Когда она очнулась, в комнате было темно. Она лежала в постели Гонории, с распущенными волосами, в одной полотняной сорочке. Подушка была мокрой: очевидно, она плакала и во сне.
– Николас, – прошептала она. – Николас женат. Женат на женщине, которая убьет не только его, но и уничтожит всех Стаффордов.
Даглесс снова закрыла глаза. Проснулась она глубокой ночью. Рядом спала Гонория.
«Случилось что-то плохое, – сразу подумала Даглесс. – Очень плохое…»
Она тут же вспомнила, как леди Маргарет выгнала ее из дома. Но было и что-то еще…
– Николас, – прошептала она. – Николас нуждается во мне.
Даглесс встала и вышла в коридор. Все тихо.
Как была, босая, она спустилась вниз. Под ногами шуршала сухая солома. Она побрела в сад, следуя безошибочному инстинкту, неумолимо тянувшему ее туда. Вышла на террасу, пробежала по насыпной дорожке и свернула в сад с клумбами, освещенный только тонким полумесяцем. Но хотя здесь царил почти полный мрак, она не нуждалась в свете. Ее вело внутреннее зрение.
Подойдя ближе, она услышала плеск воды в фонтане, том самом, где она мылась каждое утро до отъезда Николаса. Но с тех пор она не выходила из дома.
Там, в фонтане, покрытый с головы до ног мыльной пеной, стоял обнаженный Николас.
Даглесс ни на секунду не задумалась, не вспомнила о доводах разума. Просто метнулась вперед и оказалась в мокрых руках Николаса, прижимаясь к нему, целуя с отчаянием и страхом, терзавшими ее все это время.
Все случилось так внезапно, что она и опомниться не успела. Она была в его объятиях, они лежали на земле, она тоже оказалась голой. Они слились с таким взрывом долго копившегося желания, что Даглесс вскрикнула. Николас отнюдь не нежно – о нет, никакой нежности – перегнул ее через каменную скамью и с неумолимой силой ворвался в тесное лоно. Даглесс вцепилась в его плечи, вонзив ногти в загорелую кожу, обхватила ногами его талию и держалась, держалась…

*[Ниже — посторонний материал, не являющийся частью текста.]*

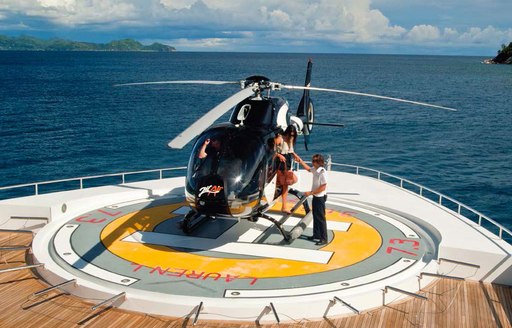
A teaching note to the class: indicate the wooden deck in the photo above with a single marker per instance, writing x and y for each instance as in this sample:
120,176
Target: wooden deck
450,303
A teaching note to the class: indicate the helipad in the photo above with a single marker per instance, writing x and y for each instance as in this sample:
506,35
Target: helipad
125,240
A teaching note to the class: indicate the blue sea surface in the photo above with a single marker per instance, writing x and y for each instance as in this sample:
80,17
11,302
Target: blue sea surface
61,117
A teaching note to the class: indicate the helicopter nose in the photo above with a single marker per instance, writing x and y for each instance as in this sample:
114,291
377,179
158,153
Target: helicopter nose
211,197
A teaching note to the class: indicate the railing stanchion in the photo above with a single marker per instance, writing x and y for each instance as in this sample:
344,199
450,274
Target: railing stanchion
46,290
275,312
22,268
110,300
196,317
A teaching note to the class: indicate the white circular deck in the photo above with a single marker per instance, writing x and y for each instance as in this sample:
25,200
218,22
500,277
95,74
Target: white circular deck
236,269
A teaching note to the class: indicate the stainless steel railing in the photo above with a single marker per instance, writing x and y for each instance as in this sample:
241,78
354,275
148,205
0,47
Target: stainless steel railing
440,198
359,170
81,180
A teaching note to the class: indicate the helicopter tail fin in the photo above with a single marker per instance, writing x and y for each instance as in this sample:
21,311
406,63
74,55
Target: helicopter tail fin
305,111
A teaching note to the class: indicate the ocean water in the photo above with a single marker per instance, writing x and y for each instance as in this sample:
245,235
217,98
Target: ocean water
61,117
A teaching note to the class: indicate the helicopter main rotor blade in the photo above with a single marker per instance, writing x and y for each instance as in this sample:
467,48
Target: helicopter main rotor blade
294,87
204,122
179,82
326,124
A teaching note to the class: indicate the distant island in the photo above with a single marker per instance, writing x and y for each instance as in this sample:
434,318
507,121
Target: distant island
504,55
29,43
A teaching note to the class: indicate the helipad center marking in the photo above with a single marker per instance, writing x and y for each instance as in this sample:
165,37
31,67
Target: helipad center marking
206,244
398,266
62,243
360,242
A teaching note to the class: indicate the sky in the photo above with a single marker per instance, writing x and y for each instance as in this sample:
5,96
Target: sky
437,27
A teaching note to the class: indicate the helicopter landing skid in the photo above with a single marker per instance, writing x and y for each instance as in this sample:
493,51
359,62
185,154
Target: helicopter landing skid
278,224
191,221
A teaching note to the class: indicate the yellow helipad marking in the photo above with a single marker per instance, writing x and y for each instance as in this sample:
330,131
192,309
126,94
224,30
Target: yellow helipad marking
353,246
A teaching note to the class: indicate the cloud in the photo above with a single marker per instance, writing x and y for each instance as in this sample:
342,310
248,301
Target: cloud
227,24
423,33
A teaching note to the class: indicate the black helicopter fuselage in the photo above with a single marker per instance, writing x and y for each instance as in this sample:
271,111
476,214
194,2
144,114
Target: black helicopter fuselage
231,168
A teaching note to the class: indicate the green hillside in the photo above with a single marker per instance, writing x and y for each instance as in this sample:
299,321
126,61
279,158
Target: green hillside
34,44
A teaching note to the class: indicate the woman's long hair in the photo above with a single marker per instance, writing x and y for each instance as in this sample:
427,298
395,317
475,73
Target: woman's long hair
291,134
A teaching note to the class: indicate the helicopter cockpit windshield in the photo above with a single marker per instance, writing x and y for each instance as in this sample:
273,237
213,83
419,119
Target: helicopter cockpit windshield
229,160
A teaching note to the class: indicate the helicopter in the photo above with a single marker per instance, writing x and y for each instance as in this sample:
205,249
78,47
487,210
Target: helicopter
231,171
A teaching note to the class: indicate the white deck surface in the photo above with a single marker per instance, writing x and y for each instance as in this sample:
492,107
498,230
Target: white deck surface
457,238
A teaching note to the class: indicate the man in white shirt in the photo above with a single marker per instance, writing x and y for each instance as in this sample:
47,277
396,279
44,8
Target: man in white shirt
318,190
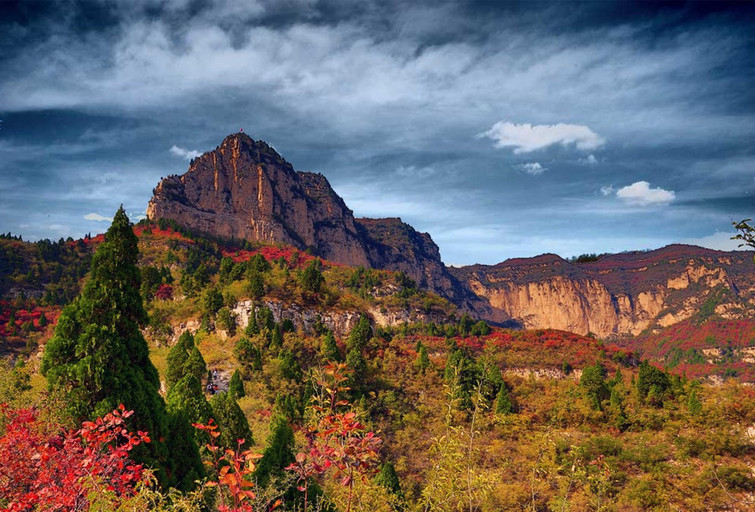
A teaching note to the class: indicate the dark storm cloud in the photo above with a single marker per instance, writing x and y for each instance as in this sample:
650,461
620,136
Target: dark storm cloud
392,103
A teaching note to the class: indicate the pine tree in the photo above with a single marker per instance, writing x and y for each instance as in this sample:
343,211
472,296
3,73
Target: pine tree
503,404
99,359
359,335
329,348
358,366
187,397
388,478
289,366
176,360
195,364
231,422
279,452
236,385
423,360
256,285
693,403
276,341
311,279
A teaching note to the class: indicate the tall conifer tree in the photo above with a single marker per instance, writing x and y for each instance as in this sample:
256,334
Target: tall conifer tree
98,357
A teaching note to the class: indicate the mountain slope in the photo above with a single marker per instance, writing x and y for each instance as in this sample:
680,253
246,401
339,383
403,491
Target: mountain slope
243,189
618,294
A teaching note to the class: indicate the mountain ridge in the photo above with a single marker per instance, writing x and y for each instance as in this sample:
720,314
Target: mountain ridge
244,189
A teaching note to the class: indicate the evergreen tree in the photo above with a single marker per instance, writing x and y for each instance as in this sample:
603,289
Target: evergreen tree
231,422
251,328
236,385
360,334
195,364
329,348
693,403
423,360
187,397
256,285
99,359
653,383
503,404
311,279
593,381
388,478
258,264
279,452
212,301
289,366
176,360
226,320
358,366
186,464
276,341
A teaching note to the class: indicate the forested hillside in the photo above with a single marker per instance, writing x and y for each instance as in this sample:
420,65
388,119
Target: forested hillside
357,390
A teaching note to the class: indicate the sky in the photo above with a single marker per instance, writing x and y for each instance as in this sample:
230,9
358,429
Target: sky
503,129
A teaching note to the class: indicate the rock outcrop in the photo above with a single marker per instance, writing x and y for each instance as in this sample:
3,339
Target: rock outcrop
244,189
619,294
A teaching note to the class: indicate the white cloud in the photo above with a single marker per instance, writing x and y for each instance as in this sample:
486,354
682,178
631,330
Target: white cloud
640,194
525,138
188,154
720,241
590,160
533,168
104,178
97,217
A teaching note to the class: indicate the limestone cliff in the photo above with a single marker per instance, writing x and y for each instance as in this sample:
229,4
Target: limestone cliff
244,189
618,294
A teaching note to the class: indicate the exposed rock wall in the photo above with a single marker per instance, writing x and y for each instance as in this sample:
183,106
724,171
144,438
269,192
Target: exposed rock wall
244,189
619,294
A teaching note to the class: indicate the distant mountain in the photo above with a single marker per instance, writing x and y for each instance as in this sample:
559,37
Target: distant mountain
244,189
619,294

Они набросились друг на друга: бешено, быстро, яростно… Покрытые потом тела липли друг к другу, когда они поднимались и падали вместе… снова, снова, снова…
Наконец все было кончено. Николас подвел под нее ладони и поднял, чтобы помочь встретить его последний глубокий выпад. Мир завертелся перед глазами Даглесс. На миг застыв, она обрела освобождение.
Прошло немало времени, прежде чем она пришла в себя и смогла думать снова, видеть снова. Николас широко улыбался. Белые зубы сверкали в темноте. И даже несмотря на почти полный мрак, было видно, как он счастлив.
Но к Даглесс уже вернулась способность соображать.
– Что мы наделали?! – прошептала она.
Николас чуть отстранился и поставил ее перед собой.
– Мы только что начали.
Она часто моргала, пытаясь взять себя в руки, потому что каждое его прикосновение вызывало сильный трепет. Соски, касавшиеся его груди, набухли и пульсировали.